平成10年9月26日(土)から開催された「有馬の名宝展」の会期中、展覧会を見に来られた姫路市立美術館の学芸員の方が、近年開催予定の展覧会に<森琴石の写真を使いたい>という情報をお聞きしました。

 

姫路市立美術館より“森琴石肖像写真”展示の申し込み
■平成11年1月17日、姫路市立美術館の写真展企画担当の高瀬晴之先生より
  「秋に開催予定の日本の写真18501945 幕末の志士から昭和前期の情景まで に、
  森琴石のガラス湿版写真を展示したい。神戸市立博物館の展覧会で写真を見たが、
  日本の写真史の中でも最初の頃のものと見られ、成澤勝嗣先生より紹介頂いた。
  当館予定の写真展に是非展示させて頂きたい」
 という趣旨の丁寧なお手紙を頂戴しました。
■我が家への連絡に先がけて、豊中の実家に連絡されたそうですが、高齢の母が「歳も取っているので息子に任せたい」と、我が家へ連絡されて来られたのです。

 実家より写真資料が届く
■その後、豊中市(曽根)の実家から、琴石の湿版写真の他、森琴石の賞状や記念賞(バッジ類)南画の小品等が届けられました。
■後になり分かった事ですが、賞状やバッジには美術界でも珍しいとされるものがあったようです。

 

 先生方が我が家に
■ゴールデンウィーク中の5月4日、姫路市立美術館より写真展の企画担当者の高瀬晴之先生と、友人の亀田正司先生が我が家に来られました。
両先生とはお電話ではお話させて頂いていましたが、まだ面識はありませんでした。
■森琴石を正式に調べ始めて半年余り経った頃で、それまでに取得した資料のコピー、森琴石の小伝や、簡単な年表、家族の系譜などを見ていただきました。
■亀田、高瀬両先生は、勿論森琴石の家族についてはご存知では有りませんでしたので、森家の身内の事等、私共の話に大変興味を持って耳を傾けられていたようです。
会話もはずみ、あっという間に
時間が経ってしまいました。

 協力を仰ぐ
先生方には森琴石のガラス湿版写真の解明、森琴石の調査、記念誌(当時は森琴石生誕160年記念誌と称し、2003年出版を希望していた)へのご協力等をお願い致しました。

 

展覧会開催
  「日本の写真1850~1945 -幕末の志士から昭和前期の情景まで-」
       平成11年10月2日(土)~11月7日(日)

■事前に案内状を頂戴していましたので、オープニングセレモニーに出席。
■展覧会は

1:写真の黎明期 …海外で撮影された日本人・来日して日本を撮影した外国人・蘭学と写真
1:営業写真の時代…肖像としての写真・風景・建築物・初期のスタジオ機材
1:絵画と写真  …下絵としての写真・着色写真の系譜
1:芸術写真の時代…初期芸術写真・印画法による絵画への接近・絵画的風景
1:写真とモダニズム…カメラが見つけた視覚・舞台写真・昭和初期の情景
1:郷土ゆかりの写真…郷土ゆかりの人物と風景
の、六部に構成され、250点以上の写真はいずれも見応えがあり興味深く観覧させて頂きました。
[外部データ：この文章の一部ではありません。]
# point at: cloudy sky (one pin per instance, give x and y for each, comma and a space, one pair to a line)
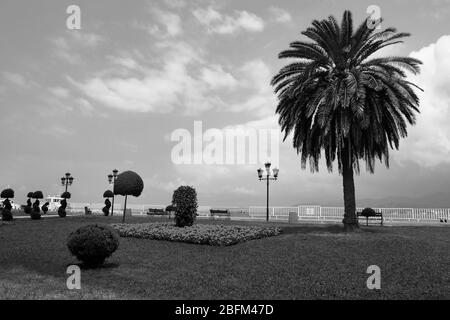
111, 94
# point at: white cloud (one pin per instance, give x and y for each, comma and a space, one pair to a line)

■森琴石の肖像写真は<営業写真の時代>として、ガラスケースの中に展示されていました。
幕末~明治初期の写真にはかなり面白い写真があったと記憶しています。
■翌朝の朝日新聞(美術館と共同企画)地方版には、夫隆太の姿が撮られていました。

 


 姫路城に隣接、赤レンガ造りの瀟洒な美術館
姫路市立美術館は、旧陸軍の倉庫であった赤レンガの建物を活用したもので、平成15年に国の登録有形文化財に指定された。
■企画展示室のほか、近代フランス絵画を展示する常設展示室、館蔵品を無料で公開するコレクションギャラリー、美術図書や雑誌を無料で閲覧できるアートライブラリーがある。
■収蔵品は国内外の近現代の作品を中心としており、中でもベルギー作家のコレクションが有名。
広大な芝生の前庭には13点もの彫刻が点在し、憩いの空間として市民にも親しまれているそうです。
■1983年、姫路市の芸術文化振興を目的として開館。
■姫路市がベルギーのシャルルロワ市と姉妹都市関係にあることから、ベルギー美術コレクションが充実しています。   
   以上=おでかけネットより引用させて頂きました。
★姫路市立美術館は、広い館内の各種企画を少ない学芸員の方々で担っておられるそうで、日本で最も忙な美術館という事らしくそのご苦労が覗えます。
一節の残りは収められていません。